I've recently started using a Buffalo wireless router and don't know how to make it secure, (stop others using my wireless connection).
There is no reference to this in the user manual.

Rob.


----------



## sobeit (Nov 11, 2007)

exactly which model?


----------



## roblonsdale (Nov 20, 2007)

Wmr-g54 Db


----------



## sobeit (Nov 11, 2007)

go here  for a pdf copy of the users manual. Go to page 12 and it will take you step by step as to how to setup security.


----------



## roblonsdale (Nov 20, 2007)

Sorry but's that the manual for a WBR-G54 and mine is a WMR-G54. I've got the manual for my model but it doesn't mention security.


----------



## johnwill (Sep 26, 2002)

Buffalo doesn't seem to have that machine listed, do you have a link to the manual?

Here's their list of wireless devices.


----------



## roblonsdale (Nov 20, 2007)

http://www.theusermanualsite.com/re...&idDeviceType=119&idMfg=2119&idProduct=167999


----------



## sobeit (Nov 11, 2007)

the security still should be similar. All you need to do is to sign on to your router using the ip address and the default user name and passward given in your handbook, then navigate to the security section and set your wep,


----------



## roblonsdale (Nov 20, 2007)

It's the setting up the WEP and encryption keys that I'm stuck with.


----------



## johnwill (Sep 26, 2002)

roblonsdale said:


> http://www.theusermanualsite.com/re...&idDeviceType=119&idMfg=2119&idProduct=167999


That site gives me a blank page.


----------



## roblonsdale (Nov 20, 2007)

Try this.

http://www.bruach.com/media/WMR-G54UserGuide.pdf

Rob.


----------



## johnwill (Sep 26, 2002)

I'm astonished! They really don't mention encryption at all! 
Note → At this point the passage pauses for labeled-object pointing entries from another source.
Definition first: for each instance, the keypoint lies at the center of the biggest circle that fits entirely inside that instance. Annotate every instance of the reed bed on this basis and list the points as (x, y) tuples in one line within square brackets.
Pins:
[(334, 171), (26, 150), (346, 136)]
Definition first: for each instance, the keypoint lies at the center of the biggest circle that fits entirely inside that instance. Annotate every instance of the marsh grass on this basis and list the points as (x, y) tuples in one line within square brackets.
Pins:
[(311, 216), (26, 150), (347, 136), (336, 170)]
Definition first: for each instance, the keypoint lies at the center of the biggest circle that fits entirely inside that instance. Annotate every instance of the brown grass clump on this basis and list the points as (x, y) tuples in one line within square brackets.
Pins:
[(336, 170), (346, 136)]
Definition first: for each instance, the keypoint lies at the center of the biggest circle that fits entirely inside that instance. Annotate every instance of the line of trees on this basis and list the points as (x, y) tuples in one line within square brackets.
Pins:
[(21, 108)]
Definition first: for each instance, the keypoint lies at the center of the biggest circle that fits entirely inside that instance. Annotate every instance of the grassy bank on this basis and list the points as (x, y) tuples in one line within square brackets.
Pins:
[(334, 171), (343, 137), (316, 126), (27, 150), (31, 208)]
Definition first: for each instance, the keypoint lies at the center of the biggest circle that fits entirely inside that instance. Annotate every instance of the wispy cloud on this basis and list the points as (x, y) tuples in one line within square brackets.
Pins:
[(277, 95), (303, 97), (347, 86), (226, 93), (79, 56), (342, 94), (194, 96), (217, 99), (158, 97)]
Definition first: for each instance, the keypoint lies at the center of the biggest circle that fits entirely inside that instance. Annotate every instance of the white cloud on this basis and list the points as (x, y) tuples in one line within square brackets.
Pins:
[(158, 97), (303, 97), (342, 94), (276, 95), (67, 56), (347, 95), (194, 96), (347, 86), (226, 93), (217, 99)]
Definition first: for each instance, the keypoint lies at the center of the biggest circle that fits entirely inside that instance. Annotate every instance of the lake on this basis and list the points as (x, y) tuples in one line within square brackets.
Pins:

I've never seen a router that doesn't offer at least WEP. I'd contact Buffalo tech support and see what they say...


----------



## roblonsdale (Nov 20, 2007)

I've emailed them and they haven't replied.


----------



## johnwill (Sep 26, 2002)

That's a pretty odd setup. :grin: When you look through the menus, is there really no option for any kind of encryption? Do you happen to see any upgraded firmware on the Buffalo site?


----------